This is a work queue, and potentially more, written in D.
This was created to solve the problem where we wish to submit tasks from a client to a worker reliably. The requirements are:
- Allow the user to set the size of the queue to an arbitrary value.
- When the queue is full, prevent new messages from being placed onto the queue.
- Do not drop any messages at any time.
- No implicit removals, only explicit.
- E.g. if the queue is full, don't remove messages from the queue.
- Replicate data to multiple machines so that no work is lost due to a queue
dying.
- The goal is to have no data loss unless all of the nodes are lost.
- The queue can work in an environment where requests are routed through a proxy.
The main goal is reliability with performance being secondary. When replication is implemented, no message will be placed onto the queue until it has been replicated first.
dqid --size=<size>
The initial design is to create a work queue that can work in a distributed fashion and can work well in an environment where the host can die unexpectantly. It does this by storing the queue in memory and replicated the data across multiple machines.
Development will be done in phases.
- Implement REST interface for the following operations:
- Submit a message
- Retrieve a message
- Get statistics about the queue
/push - POST
/get - GET
/stats - GET
Each node will contain the following:
- The queue it is maintaining.
- A copy of the queue from each node in the cluster.

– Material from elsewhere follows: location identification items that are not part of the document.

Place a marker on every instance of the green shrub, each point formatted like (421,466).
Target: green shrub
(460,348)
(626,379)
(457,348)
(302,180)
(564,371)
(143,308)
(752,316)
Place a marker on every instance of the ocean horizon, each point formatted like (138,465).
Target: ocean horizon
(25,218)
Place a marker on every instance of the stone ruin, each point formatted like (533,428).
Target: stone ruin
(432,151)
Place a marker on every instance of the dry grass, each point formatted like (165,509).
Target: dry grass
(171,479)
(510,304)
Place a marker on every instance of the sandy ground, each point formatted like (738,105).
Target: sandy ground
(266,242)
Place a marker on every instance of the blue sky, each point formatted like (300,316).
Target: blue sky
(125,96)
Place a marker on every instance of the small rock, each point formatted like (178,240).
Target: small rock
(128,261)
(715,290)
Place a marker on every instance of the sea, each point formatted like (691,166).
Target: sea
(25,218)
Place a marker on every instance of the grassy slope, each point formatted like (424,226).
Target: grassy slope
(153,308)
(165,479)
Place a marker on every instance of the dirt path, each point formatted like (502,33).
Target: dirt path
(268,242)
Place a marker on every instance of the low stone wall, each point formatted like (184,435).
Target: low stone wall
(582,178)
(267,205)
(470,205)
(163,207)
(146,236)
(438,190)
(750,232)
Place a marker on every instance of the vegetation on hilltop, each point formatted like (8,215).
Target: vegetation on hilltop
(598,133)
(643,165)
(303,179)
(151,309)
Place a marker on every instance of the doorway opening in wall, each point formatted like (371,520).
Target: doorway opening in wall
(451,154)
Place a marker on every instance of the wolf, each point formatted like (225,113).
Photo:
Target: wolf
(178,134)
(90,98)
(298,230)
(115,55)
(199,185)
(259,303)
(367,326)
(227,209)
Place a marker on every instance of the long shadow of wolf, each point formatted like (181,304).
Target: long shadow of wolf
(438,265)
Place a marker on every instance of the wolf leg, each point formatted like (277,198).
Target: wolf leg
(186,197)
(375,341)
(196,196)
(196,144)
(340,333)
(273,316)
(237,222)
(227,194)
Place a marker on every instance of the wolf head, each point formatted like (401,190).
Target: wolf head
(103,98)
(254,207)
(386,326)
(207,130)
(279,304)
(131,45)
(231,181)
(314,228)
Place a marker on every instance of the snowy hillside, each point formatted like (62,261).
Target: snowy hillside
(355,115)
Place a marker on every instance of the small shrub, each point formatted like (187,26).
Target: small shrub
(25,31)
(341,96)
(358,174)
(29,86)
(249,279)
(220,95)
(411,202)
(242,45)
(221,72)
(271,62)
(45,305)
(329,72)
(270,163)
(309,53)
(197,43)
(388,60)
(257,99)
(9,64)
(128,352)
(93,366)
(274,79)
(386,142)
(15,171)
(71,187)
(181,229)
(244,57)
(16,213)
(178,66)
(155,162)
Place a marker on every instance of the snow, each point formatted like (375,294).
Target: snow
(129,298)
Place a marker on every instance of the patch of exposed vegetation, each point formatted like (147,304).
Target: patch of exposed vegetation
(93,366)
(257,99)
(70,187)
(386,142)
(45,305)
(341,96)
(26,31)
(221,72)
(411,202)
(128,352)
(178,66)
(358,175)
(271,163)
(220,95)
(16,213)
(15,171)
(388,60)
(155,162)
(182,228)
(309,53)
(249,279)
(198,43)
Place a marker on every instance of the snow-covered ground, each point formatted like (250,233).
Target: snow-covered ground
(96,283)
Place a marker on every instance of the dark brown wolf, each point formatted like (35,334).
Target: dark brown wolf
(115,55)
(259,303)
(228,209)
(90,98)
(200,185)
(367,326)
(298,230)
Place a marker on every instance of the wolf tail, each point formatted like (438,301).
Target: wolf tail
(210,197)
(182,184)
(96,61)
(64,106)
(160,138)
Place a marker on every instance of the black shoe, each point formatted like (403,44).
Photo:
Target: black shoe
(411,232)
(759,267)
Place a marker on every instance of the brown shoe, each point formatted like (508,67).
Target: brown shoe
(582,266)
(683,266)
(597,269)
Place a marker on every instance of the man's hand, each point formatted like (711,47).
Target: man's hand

This means that we can lose all but one node and still have all of the messages that have been successfully submitted. If a node crashes, the queue will be preserved on the other nodes until a new instance is added to the cluster. The current thought is that if a node goes down, that node's queue is not accessible until a replacement node is stood up. This assumes that the queue is running in an environment where if an instance goes down, a new instance will be stood up.
- Test, test, test...
- Logging
- Code cleanup
- Add support for non-HTTP Protocol.